All files are created from free public sources current as of March, 2011, and were 
processed by scripts written by authors of GeneSetScan. The only file that is no longer 
distributed is the gene lists from KEGG.

filename [unzipped size]
------------------------------
gene_snp.B37.coding.dat [80MB]  
edges.nspace.csv [2.8MB] 
gene2go.human  [13MB]
hsa_pathway.list [0.4MB]


gene_snp.B37.coding.dat  
----------------------------
SNPs that are part of HapMap release 23a mapped to genes by the NCBI human genome build 37
positions.  To create this file, we used a map file for HapMap available from Plink here:
  http://pngu.mgh.harvard.edu/~purcell/plink/res.shtml#hapmap,
which we updated the SNP positions to NCBI human genome build 37.1 and mapped them to
genes if they were within +/-50kb of the start/stop of any protein-coding gene.
The gene start/stop positions are provided by seq_gene.md from this site:

  ftp://ftp.ncbi.nih.gov/genomes/MapView/Homo_sapiens/sequence/BUILD.37.2/initial_release/seq_gene.md.gz,

and their protein-coding status is provided in Homo_sapiens.gene_info, from this site:

  ftp://ftp.ncbi.nih.gov/gene/DATA/GENE_INFO/Mammalia/Homoe_sapiens.gene_info



edges.nspace.csv  
--------------------------
Using this file from GO: 
http://www.geneontology.org/ontology/obo_format_1_2/gene_ontology_ext.obo, 
we created a file listing edges for the 3 GO namespaces.

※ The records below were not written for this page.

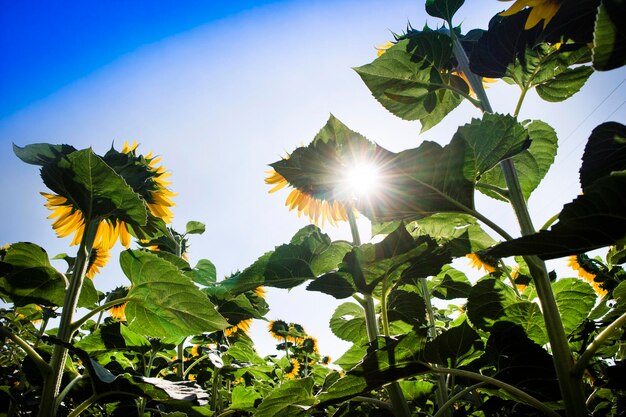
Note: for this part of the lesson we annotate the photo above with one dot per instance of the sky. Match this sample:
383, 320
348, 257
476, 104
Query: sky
221, 89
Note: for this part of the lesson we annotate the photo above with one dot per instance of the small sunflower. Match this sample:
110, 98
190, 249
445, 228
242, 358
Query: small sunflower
243, 325
309, 345
279, 329
540, 10
291, 372
153, 189
485, 262
587, 271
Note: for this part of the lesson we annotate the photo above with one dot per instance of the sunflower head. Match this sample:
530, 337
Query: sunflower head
291, 371
279, 329
540, 10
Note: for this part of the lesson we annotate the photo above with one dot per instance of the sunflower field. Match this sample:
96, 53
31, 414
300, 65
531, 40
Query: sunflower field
426, 340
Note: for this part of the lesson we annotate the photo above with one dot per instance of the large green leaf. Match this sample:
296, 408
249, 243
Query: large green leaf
412, 80
575, 299
348, 323
443, 9
460, 233
453, 346
291, 399
609, 38
531, 165
593, 220
491, 301
422, 181
490, 140
163, 301
27, 277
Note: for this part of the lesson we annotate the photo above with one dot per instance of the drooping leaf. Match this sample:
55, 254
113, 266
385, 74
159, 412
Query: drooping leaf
443, 9
291, 399
491, 301
413, 80
521, 362
163, 301
422, 181
593, 220
450, 283
575, 299
195, 228
27, 277
604, 153
531, 165
348, 323
489, 140
453, 346
609, 38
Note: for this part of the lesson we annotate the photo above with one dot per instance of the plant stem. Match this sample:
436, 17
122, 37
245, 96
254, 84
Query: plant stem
400, 406
585, 358
571, 387
521, 395
442, 387
52, 383
43, 367
457, 397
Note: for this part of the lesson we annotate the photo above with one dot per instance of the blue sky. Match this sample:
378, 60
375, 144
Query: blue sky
221, 89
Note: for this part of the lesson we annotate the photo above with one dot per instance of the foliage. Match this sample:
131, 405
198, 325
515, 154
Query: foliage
425, 338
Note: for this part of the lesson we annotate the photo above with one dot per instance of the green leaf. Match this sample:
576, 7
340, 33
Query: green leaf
204, 273
27, 277
521, 362
575, 299
94, 188
609, 38
348, 323
443, 9
593, 220
411, 79
491, 301
244, 398
42, 153
450, 283
565, 84
454, 345
460, 233
195, 228
422, 181
605, 153
291, 399
163, 301
494, 138
531, 165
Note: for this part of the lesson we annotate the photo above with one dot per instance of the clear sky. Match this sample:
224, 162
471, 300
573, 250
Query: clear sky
220, 89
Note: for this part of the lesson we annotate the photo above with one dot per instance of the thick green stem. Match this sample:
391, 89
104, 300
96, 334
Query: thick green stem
442, 387
571, 387
585, 358
52, 383
400, 406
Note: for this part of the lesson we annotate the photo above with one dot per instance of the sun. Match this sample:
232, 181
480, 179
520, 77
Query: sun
362, 179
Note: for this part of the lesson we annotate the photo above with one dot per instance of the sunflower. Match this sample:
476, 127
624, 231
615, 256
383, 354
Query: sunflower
587, 271
540, 10
243, 325
70, 219
98, 258
309, 345
485, 262
383, 48
291, 372
278, 329
308, 205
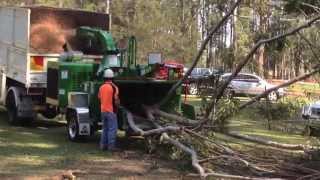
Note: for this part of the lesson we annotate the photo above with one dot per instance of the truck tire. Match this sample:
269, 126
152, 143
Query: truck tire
12, 109
272, 96
50, 113
193, 89
73, 128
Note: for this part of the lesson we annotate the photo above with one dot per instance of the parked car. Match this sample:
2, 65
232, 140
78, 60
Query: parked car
197, 79
245, 84
311, 113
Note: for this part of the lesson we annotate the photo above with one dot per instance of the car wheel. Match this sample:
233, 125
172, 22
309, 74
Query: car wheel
193, 89
228, 93
272, 96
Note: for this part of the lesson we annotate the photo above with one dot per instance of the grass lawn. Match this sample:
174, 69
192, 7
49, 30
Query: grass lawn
41, 147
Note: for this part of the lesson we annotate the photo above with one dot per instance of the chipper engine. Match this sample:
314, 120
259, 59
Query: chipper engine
73, 82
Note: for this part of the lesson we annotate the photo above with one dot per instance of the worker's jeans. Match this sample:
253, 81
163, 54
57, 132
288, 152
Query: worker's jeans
109, 130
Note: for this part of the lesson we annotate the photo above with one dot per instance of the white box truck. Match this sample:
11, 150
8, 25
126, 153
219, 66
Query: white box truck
29, 38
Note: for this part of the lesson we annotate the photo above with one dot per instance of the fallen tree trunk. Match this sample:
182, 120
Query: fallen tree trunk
179, 119
269, 143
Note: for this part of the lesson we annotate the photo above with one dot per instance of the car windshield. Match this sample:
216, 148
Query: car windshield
242, 77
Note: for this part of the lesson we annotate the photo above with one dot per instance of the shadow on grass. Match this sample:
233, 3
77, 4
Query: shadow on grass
44, 146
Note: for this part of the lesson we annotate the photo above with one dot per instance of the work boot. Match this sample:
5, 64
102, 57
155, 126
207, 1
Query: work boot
114, 149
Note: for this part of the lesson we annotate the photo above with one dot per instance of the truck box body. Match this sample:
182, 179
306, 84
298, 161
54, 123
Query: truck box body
26, 45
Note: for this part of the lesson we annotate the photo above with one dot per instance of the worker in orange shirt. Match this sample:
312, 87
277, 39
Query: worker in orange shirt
109, 100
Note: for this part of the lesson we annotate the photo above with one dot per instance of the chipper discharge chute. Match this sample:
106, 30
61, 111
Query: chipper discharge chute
74, 81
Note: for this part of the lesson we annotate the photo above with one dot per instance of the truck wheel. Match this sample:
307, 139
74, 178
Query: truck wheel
73, 128
272, 96
193, 89
310, 131
12, 109
50, 113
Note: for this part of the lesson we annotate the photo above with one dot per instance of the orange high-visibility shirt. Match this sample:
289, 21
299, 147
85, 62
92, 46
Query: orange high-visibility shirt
106, 96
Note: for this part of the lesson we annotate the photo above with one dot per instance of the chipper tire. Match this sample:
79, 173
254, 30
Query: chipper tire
12, 110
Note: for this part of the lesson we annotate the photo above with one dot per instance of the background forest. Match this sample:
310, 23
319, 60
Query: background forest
176, 28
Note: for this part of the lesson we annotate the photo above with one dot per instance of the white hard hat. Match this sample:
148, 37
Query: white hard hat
108, 73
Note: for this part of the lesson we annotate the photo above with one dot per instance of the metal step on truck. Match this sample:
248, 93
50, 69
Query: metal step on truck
51, 62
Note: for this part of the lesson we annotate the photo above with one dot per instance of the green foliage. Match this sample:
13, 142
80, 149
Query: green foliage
299, 6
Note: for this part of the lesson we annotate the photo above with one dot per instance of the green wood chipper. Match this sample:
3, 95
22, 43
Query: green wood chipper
73, 82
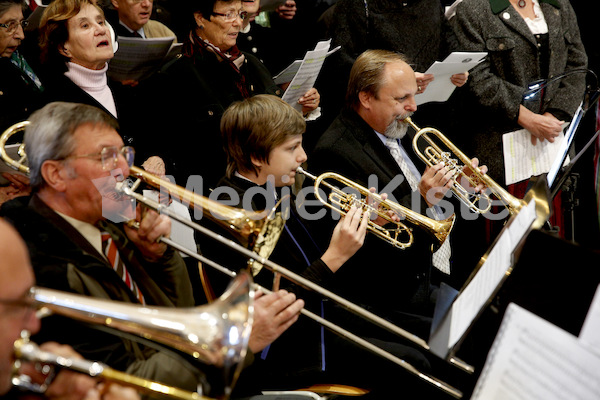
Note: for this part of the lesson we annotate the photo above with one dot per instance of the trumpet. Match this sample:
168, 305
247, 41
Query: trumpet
341, 202
456, 161
25, 350
216, 334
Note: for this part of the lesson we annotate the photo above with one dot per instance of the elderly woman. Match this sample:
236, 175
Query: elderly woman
211, 75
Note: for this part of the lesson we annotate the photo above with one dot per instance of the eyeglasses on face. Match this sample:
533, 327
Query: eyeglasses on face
11, 26
110, 156
232, 15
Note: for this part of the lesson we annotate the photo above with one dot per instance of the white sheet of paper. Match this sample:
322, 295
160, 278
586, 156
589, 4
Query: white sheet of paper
441, 87
12, 152
590, 331
307, 74
532, 359
523, 160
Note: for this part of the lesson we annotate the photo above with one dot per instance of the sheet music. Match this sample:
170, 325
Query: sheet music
137, 57
441, 87
451, 9
307, 74
522, 160
532, 359
590, 331
477, 293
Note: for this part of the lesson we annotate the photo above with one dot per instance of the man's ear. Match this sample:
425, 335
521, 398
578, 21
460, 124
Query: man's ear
365, 99
55, 175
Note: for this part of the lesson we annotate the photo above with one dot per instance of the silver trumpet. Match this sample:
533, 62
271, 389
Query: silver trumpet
267, 233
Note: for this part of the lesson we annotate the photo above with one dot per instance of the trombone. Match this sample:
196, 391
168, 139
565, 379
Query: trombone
199, 201
456, 161
439, 230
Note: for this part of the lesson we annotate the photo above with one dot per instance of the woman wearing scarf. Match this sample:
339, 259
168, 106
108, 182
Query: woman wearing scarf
200, 85
20, 87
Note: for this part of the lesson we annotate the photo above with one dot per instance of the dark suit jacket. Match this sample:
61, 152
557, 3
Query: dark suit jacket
497, 85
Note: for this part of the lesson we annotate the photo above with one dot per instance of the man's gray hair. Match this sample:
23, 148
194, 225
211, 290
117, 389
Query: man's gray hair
50, 134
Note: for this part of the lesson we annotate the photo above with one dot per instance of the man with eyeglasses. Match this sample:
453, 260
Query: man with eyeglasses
75, 158
20, 87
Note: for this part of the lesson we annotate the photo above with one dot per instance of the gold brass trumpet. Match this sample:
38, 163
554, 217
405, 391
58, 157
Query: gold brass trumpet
258, 230
456, 161
25, 350
439, 230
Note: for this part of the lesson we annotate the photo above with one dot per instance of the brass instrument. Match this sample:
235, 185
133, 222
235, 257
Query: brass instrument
25, 350
216, 334
439, 230
455, 160
240, 226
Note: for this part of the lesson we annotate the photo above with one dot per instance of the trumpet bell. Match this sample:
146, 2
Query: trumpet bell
216, 334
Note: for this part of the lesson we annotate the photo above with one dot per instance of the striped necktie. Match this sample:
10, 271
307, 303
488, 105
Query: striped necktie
112, 254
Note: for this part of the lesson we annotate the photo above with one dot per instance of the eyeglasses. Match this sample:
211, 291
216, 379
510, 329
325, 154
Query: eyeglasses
232, 15
11, 26
110, 156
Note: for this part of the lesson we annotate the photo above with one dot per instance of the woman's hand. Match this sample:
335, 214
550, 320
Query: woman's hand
310, 101
287, 10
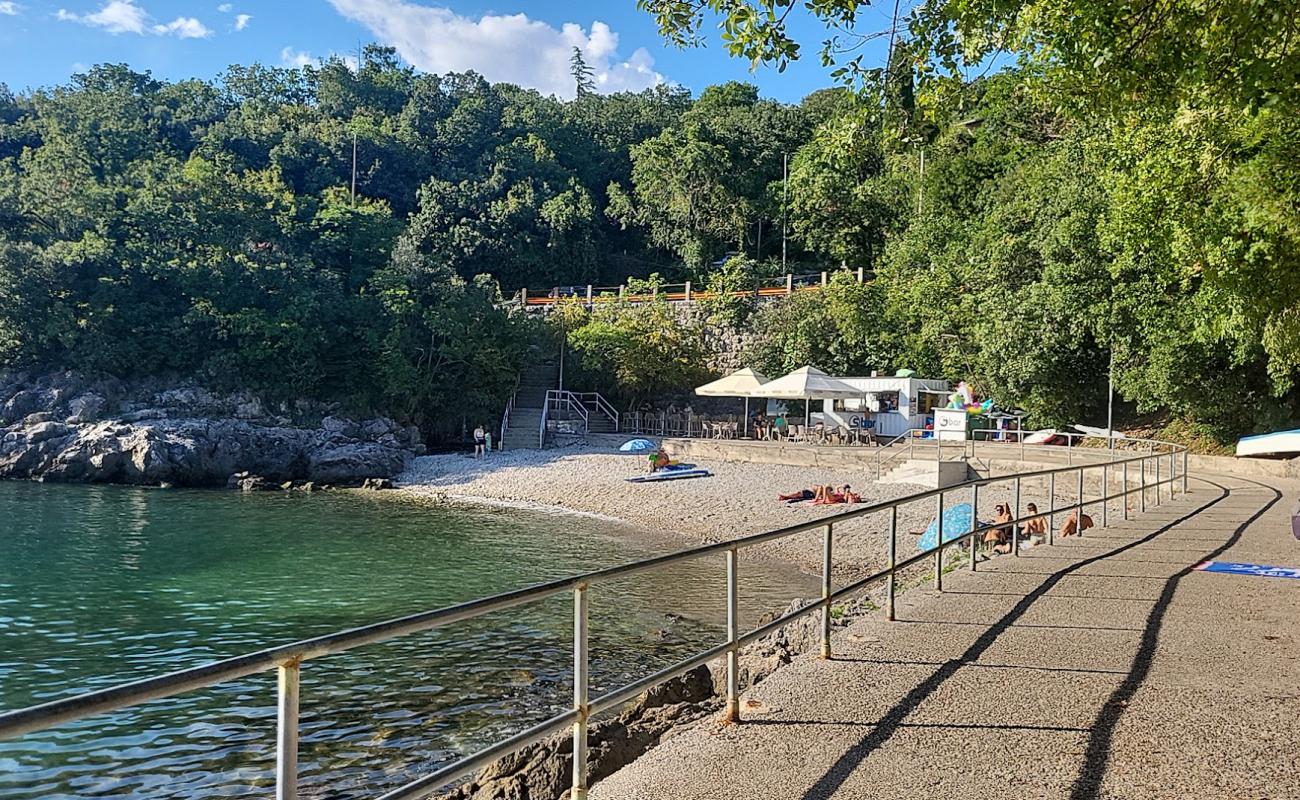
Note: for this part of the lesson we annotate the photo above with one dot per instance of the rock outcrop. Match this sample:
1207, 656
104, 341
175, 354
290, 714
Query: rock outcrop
65, 427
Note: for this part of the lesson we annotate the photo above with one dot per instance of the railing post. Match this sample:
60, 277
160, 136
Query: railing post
732, 713
1125, 504
1078, 514
286, 733
939, 549
893, 560
1015, 528
826, 589
1142, 491
1105, 496
1052, 509
580, 693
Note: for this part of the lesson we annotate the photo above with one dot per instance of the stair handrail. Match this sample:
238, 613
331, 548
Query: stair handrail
884, 457
541, 432
602, 405
567, 400
505, 416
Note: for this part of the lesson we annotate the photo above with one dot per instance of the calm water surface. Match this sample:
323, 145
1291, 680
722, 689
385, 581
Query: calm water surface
104, 584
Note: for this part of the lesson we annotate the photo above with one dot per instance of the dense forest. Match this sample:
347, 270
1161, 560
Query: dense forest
349, 234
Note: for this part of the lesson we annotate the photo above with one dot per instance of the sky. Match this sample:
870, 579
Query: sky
524, 42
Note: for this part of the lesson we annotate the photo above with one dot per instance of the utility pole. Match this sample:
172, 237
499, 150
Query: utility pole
921, 182
785, 190
1110, 400
354, 164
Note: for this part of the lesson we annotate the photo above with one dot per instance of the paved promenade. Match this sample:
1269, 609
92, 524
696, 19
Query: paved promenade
1100, 667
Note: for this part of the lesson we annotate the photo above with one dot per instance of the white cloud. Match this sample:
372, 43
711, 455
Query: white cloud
512, 48
125, 17
116, 17
185, 27
295, 57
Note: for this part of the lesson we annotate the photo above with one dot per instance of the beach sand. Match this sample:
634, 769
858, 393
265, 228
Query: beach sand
737, 500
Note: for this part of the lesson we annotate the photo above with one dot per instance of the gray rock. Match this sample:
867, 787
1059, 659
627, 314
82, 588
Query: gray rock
544, 770
43, 431
24, 403
150, 433
355, 462
86, 409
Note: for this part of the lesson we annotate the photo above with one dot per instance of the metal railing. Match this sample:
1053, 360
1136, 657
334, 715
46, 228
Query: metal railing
684, 292
505, 416
287, 660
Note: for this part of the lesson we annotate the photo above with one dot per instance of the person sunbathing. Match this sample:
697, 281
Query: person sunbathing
830, 497
659, 461
1071, 524
999, 539
1036, 528
796, 497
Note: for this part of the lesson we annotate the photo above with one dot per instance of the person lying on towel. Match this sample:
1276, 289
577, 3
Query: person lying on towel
1071, 524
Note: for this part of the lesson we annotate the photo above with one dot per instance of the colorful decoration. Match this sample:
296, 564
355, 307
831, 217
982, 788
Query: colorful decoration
965, 398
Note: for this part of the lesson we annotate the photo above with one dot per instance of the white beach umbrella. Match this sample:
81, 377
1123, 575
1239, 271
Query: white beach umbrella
742, 383
807, 384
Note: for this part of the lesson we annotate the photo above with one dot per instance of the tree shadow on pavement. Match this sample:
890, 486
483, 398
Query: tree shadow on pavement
1092, 772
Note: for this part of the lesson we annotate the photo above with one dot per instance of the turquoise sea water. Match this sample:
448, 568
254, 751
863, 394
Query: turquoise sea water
104, 584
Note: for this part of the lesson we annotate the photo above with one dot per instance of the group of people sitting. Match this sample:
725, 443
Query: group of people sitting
770, 427
822, 496
999, 539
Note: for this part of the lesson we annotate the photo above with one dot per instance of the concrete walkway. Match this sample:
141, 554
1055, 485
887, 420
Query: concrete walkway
1100, 667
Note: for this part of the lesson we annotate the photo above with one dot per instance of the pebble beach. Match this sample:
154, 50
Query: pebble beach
737, 500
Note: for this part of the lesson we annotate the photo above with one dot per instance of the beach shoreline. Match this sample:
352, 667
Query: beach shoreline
737, 500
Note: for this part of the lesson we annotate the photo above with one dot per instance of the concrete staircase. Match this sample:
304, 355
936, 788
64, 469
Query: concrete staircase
525, 418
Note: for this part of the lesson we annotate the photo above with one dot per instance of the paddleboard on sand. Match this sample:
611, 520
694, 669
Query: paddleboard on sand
668, 475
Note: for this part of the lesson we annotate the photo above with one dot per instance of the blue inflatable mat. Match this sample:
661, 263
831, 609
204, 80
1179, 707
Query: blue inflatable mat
957, 522
1248, 569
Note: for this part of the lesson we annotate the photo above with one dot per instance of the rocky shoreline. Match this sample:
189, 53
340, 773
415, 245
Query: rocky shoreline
544, 770
74, 428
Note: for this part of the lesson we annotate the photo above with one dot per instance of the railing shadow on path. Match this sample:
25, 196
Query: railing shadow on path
1101, 731
1097, 757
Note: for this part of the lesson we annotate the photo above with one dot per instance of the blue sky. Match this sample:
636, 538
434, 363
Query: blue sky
525, 42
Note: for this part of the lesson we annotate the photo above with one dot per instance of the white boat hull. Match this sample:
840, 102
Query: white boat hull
1281, 444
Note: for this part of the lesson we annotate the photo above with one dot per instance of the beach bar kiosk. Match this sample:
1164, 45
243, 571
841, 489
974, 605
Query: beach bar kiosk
889, 406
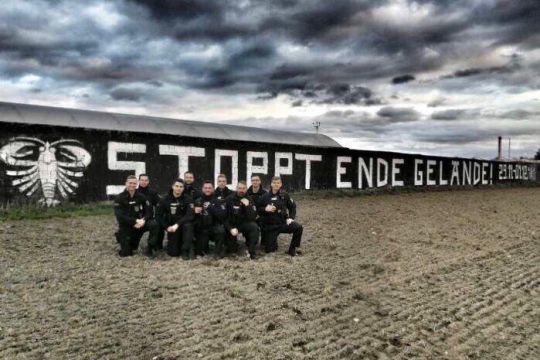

We restricted the
edges to these relationships: is_a, part_of, regulates, and negatively_regulates. 


gene2go.human  
--------------------------
Downloaded from this site: ftp://ftp.ncbi.nih.gov/gene/DATA/gene2go.gz
and subset to just genes for the homo-sapiens species that map to GO terms.

hsa_pathway.list
--------------------------
Downloaded from this site:  ftp://ftp.genome.jp/pub/kegg/genes/organisms/hsa/hsa_pathway.list
This file is no longer freely available, as of June 30, 2011.